Tras la desafortunada experiencia en Grecia, todos le dieron por acabado.
Muchos lo creyeron, pero la verdad es que la selección griega sólo tenía entrenador, carecía de todo lo demás, había perdido todo el sistema federativo. Un entrenador no puede hacer nada él sólo. Para obtener resultados necesitas una buena estructura, contar con el trabajo de mucha gente. Pero Grecia no tenía nada, lo perdió todo en la crisis, incluyendo a la vieja generación de Karagounis y Katsouranis. Admito que me sentí solo. En tres meses apenas pude estar 15 días con los jugadores. En esas condiciones es difícil ser útil.

¿No se reprocha nada?
Siempre soy muy crítico conmigo mismo, no entiendo la autoindulgencia. Sí, he lamentado muchas cosas de esa etapa.

Por ejemplo…
Las prisas por aceptar el cargo. Entrenar a un equipo nacional siempre fue una vieja aspiración para mí. Tal vez debí reflexionar mejor, esperar, evaluar las ventajas y desventajas de una aventura en la que no me ofrecieron ninguna seguridad. Me equivoqué.

En su trabajo lo único que da seguridad son los resultados.
Empecé en esto en 1986 y llevo ya 30 años. A veces lo he hecho bien, en otras no, pero me da para llegar a final de mes. Acepto cualquier crítica, salvo las que son con mala fe.

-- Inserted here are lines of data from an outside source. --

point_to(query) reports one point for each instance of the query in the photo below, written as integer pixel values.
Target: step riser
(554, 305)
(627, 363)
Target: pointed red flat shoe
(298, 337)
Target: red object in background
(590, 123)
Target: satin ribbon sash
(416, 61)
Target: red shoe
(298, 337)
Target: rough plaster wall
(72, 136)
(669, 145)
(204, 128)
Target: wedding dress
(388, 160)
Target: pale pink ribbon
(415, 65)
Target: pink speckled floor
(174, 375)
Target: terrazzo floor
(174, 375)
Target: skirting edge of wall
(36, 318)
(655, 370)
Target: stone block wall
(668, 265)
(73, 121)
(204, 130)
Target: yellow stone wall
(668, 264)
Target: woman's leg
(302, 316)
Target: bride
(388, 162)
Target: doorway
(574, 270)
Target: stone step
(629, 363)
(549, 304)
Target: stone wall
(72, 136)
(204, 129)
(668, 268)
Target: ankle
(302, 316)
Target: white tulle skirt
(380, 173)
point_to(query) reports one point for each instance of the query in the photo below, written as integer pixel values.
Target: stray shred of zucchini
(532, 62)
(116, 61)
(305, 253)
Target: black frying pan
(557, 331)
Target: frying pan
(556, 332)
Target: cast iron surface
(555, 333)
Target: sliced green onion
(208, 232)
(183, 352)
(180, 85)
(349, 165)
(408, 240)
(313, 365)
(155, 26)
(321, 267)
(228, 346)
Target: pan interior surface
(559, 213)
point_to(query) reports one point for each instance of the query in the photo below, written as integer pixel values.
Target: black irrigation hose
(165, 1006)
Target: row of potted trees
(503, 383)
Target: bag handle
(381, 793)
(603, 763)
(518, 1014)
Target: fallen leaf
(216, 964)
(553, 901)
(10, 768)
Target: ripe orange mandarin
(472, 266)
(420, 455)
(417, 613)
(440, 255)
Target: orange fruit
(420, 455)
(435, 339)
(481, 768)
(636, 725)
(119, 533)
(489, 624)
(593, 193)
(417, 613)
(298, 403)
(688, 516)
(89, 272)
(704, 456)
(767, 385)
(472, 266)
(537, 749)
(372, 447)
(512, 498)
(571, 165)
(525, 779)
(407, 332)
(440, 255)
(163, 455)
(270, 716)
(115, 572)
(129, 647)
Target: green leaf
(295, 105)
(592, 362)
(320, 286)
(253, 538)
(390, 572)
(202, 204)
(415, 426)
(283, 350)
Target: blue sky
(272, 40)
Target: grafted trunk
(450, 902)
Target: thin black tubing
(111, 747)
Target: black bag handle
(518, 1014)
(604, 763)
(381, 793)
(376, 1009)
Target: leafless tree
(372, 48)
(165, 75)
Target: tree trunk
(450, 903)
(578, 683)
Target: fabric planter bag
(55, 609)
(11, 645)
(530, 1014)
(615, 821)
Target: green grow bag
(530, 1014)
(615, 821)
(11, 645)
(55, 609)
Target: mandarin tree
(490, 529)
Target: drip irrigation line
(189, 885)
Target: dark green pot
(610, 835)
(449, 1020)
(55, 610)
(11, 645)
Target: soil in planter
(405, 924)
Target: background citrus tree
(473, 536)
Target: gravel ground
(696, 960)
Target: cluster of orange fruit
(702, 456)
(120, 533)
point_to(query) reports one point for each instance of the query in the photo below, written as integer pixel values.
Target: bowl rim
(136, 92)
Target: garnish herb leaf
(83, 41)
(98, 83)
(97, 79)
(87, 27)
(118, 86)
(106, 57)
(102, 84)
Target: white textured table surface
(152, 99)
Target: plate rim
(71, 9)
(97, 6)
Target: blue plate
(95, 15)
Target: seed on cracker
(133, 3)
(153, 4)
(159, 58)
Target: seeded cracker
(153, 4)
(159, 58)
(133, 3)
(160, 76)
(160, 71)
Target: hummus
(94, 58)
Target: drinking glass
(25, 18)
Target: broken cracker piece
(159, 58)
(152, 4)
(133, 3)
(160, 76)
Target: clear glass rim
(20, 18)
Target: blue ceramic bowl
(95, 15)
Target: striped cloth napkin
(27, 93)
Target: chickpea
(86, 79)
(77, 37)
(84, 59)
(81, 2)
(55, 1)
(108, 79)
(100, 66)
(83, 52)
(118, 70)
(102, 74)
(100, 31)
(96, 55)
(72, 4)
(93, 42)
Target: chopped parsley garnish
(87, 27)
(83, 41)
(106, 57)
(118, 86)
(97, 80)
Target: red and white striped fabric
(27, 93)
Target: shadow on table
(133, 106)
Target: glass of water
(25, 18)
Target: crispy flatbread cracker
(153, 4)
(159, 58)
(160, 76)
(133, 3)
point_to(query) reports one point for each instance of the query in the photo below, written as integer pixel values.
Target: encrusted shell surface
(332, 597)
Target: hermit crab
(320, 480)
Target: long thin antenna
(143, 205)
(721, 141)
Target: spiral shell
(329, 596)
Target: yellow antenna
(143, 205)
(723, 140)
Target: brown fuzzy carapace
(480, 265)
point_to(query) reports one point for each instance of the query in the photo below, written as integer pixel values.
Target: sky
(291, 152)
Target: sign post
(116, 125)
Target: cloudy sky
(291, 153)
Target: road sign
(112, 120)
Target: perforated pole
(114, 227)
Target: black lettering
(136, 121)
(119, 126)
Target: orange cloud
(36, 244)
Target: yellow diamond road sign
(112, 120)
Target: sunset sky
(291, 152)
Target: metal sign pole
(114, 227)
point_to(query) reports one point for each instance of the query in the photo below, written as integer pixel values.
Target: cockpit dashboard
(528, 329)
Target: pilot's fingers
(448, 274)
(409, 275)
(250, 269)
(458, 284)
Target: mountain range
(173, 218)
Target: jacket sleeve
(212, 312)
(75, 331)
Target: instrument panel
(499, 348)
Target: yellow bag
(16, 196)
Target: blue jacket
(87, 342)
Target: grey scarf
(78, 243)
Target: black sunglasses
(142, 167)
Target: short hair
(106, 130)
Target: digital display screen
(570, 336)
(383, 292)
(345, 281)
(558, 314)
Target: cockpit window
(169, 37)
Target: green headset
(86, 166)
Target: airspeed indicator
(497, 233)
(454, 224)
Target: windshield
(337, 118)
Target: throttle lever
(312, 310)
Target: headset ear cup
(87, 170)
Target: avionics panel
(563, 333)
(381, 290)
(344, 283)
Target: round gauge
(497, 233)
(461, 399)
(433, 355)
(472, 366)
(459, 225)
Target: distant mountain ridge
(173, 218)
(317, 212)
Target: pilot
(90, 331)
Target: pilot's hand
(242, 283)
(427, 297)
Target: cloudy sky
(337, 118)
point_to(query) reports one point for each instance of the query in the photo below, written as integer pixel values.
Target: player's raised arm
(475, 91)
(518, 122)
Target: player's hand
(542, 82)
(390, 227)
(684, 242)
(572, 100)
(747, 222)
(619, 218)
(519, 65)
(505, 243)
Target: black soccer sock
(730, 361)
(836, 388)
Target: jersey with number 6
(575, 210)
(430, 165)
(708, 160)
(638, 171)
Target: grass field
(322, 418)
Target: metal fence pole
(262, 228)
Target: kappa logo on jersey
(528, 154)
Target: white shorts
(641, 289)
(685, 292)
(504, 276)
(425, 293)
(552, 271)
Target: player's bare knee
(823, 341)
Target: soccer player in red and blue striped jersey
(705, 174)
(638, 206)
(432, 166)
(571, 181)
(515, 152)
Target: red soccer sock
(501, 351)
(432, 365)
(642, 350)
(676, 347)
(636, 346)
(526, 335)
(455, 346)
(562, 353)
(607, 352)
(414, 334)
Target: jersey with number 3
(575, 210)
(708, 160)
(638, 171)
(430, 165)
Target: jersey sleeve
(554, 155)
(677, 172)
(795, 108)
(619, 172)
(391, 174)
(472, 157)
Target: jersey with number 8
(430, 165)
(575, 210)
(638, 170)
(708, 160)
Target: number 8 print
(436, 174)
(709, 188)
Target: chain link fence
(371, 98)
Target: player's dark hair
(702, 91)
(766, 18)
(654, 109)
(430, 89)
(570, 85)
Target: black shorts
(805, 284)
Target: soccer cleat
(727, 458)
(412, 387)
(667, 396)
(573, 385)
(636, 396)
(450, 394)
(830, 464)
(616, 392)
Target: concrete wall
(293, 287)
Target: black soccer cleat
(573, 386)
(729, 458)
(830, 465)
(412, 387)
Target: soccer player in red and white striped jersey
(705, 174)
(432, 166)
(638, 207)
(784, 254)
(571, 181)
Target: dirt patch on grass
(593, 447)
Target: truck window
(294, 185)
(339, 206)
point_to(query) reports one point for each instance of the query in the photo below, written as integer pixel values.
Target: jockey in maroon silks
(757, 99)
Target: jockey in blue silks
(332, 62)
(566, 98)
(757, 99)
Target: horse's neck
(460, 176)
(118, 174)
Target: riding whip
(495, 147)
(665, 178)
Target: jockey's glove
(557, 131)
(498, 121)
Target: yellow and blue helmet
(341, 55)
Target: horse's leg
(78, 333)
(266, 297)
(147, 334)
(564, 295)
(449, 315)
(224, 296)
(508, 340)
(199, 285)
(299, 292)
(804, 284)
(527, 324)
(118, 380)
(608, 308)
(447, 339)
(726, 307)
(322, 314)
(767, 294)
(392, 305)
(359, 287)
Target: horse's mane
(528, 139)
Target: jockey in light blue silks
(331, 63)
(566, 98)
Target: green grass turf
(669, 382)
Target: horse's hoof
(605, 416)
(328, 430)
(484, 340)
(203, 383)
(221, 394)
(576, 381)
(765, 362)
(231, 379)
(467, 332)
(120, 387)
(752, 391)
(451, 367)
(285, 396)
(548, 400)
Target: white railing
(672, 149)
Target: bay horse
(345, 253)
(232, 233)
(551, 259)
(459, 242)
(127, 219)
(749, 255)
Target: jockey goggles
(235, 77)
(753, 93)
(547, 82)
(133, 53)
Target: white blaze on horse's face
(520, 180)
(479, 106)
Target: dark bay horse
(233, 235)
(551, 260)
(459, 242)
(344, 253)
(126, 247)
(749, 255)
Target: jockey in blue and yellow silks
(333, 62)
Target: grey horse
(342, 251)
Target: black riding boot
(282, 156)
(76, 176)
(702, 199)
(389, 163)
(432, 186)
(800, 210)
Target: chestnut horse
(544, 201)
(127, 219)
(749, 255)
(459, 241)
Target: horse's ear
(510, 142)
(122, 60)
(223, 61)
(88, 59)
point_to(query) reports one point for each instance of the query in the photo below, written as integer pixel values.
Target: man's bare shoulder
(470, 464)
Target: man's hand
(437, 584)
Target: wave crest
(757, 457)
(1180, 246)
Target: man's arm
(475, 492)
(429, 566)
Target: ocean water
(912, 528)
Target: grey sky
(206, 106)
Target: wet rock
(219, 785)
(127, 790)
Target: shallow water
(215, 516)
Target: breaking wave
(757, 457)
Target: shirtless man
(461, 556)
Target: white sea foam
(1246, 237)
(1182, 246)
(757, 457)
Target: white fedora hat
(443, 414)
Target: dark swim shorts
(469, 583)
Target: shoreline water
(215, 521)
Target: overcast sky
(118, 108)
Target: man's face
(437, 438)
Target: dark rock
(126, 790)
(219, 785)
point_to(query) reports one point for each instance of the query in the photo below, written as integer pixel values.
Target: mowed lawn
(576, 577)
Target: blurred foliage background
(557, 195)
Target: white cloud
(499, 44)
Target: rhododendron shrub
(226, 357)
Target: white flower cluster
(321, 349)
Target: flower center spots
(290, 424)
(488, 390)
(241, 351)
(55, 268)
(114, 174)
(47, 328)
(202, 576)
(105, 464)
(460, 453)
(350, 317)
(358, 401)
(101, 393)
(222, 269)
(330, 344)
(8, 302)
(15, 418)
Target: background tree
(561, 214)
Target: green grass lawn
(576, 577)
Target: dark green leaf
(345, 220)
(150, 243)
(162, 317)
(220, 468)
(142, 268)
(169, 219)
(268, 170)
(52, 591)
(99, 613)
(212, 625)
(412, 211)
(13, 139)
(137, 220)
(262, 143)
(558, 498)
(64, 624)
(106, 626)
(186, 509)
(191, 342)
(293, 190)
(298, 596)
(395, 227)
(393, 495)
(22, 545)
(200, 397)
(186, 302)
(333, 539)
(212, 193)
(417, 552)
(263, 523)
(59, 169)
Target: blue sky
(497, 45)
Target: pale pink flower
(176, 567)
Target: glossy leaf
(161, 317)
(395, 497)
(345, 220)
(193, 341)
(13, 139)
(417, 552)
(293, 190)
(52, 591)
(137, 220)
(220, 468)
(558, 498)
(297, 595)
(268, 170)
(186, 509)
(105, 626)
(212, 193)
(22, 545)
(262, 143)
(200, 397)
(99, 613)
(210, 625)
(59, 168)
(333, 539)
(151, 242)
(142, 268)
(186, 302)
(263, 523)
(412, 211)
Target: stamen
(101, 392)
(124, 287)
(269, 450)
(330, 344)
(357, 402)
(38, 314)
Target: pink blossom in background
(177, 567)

«O trabajo como yo quiero, o adiós y gracias. Puedo parecer desagradable, pero todo lo que conseguí lo he conseguido por mí mismo»

Primera estación, Lamezia. Campeonato regional. 1986.
Llegué en una etapa de cambios. El presidente había echado a algún que otro personaje de mala reputación del equipo, y me dio carta blanca para hacer los cambios que estimara oportunos. Acababa de dejar la vida de futbolista, no sabía mucho del sur y de Calabria, pero me encontré muy a gusto allí. Tras tres meses maravillosos conseguimos ser líderes. Y entonces me fui.

¿Por qué?
Las condiciones habían cambiado. Los mismos personajes que echaron del club regresaron sin mi consentimiento. Fui a ver al presidente y le dije, “esto no es lo que me prometiste. Si tomas esa decisión me voy de aquí”.

Toda una demostración de carácter.
No, carácter, no. Por la mañana, cuando me miro al espejo, tengo que mirarme y no sentir vergüenza de lo que veo. Es una necesidad que siempre he tenido. Una línea roja.

¿Qué otra cosa le define?
El respeto a mí mismo. La fuerza – creo – de mi determinación. Nunca me doblegué, siempre que un proyecto cambió pasando por encima de la palabra dada, o han intentando influenciar en mis decisiones, siempre, me he ido. Allí donde he estado sólo he pedido una cosa, poder desarrollar mis ideas. Cuando no ha sido posible, me he ido.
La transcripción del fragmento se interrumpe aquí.